Wednesday, January 30, 2008

Paul Anderson - Pulling Power


by Paul Anderson

Just as in the press, when I found I only pressing was not enough to develop my pressing power; my pull did not advance rapidly from just performing the snatch and clean. Not advancing the way I should soon taught me I needed some assistance exercises for the pull as well as the press. I was sure that selecting and developing these movements would be easy, but soon found otherwise.

The first one that came to mind was the dead lift. Before starting the dead lift I consulted several lifters and coaches. Most all of them, including John Davis, said the dead lift would be of no help in developing the snatch and the clean. Luckily, two things kept me from taking this well-intentioned advice. The first was contrary advice given by my friend, Bob Peoples, who holds the world record in the dead lift. The other was the fact that lifters like John Davis and Norbert Schemanski, who had very good pulling power, also excelled in the dead lift. On occasions I had heard of Davis lifting 700 pounds in the dead lift and Schemanski more than 600 pounds. My thought was that maybe there was a connection between these lifts even if they had not recognized it.

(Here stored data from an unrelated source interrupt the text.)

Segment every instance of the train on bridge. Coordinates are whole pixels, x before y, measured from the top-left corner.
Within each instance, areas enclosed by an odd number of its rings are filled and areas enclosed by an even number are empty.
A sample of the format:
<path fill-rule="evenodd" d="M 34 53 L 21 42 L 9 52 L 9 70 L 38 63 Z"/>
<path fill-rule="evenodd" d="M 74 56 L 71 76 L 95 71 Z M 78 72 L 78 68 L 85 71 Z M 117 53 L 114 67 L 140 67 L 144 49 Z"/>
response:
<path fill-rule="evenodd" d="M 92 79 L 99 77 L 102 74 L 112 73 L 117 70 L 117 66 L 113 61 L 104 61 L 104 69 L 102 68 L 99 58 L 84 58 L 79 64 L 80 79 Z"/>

So, with the belief that the dead lift would help my pulling power, I started doing many sets and reps in this heavy movement. To say the dead lift helped my pulling power is a gross understatement. My clean and snatch soared and for the first time in my 10 months of training I thought I could become an international lifter.

Although my pulling progress never slowed down after I started the dead lift, I was constantly in search of more helping movements, especially for my second pull. In this search I went through many of the well-known pulling exercises such as high pulls, upright rowing, one hand pull and continental cleans. I felt that all of these had helped my pull, but I still had not found the lift to do for my second pull what the dead lift had done for the first.

As I gave this problem more thought I realized the best second pull exercise I was then doing was a continental clean. The next thought that came to mind was to work into a heavier variation of the continental clean. Putting this idea to work, I tried using weights I was only able to pull high off of my continental belt. This seemed to work, but still was not exactly what I was looking for. Then I made the greatest discovery of my lifting career. To do this exercise I made a steel belt which I will describe in the following paragraph.

The belt was made of thin spring steel and shaped to fit my girth. In front there were two hooks, also of steel, and extended downward about six inches from he bottom of the belt. They were so spaced that one was directly in front of each thigh. Then I covered the belt with leather and attached a buckle. By cinching the belt around my waist I was able to take very heavy weights from a rack onto the hooks, give a great leg heave, pull high with my arms, and then return the weight to the hooks. By repeating this assistance exercise in reps ad sets I was able to handle over 1,000 pounds with the high pulling muscles. I give this exercise credit for the pulling power that has enabled me to snatch 360 and clean 485 pounds. This is the first time I have ever written the details of this the greatest of all my assistance exercises.

This revelation I now gladly explain in the hope it will encourage some young lifter to realize accomplishments beyond his fondest dreams.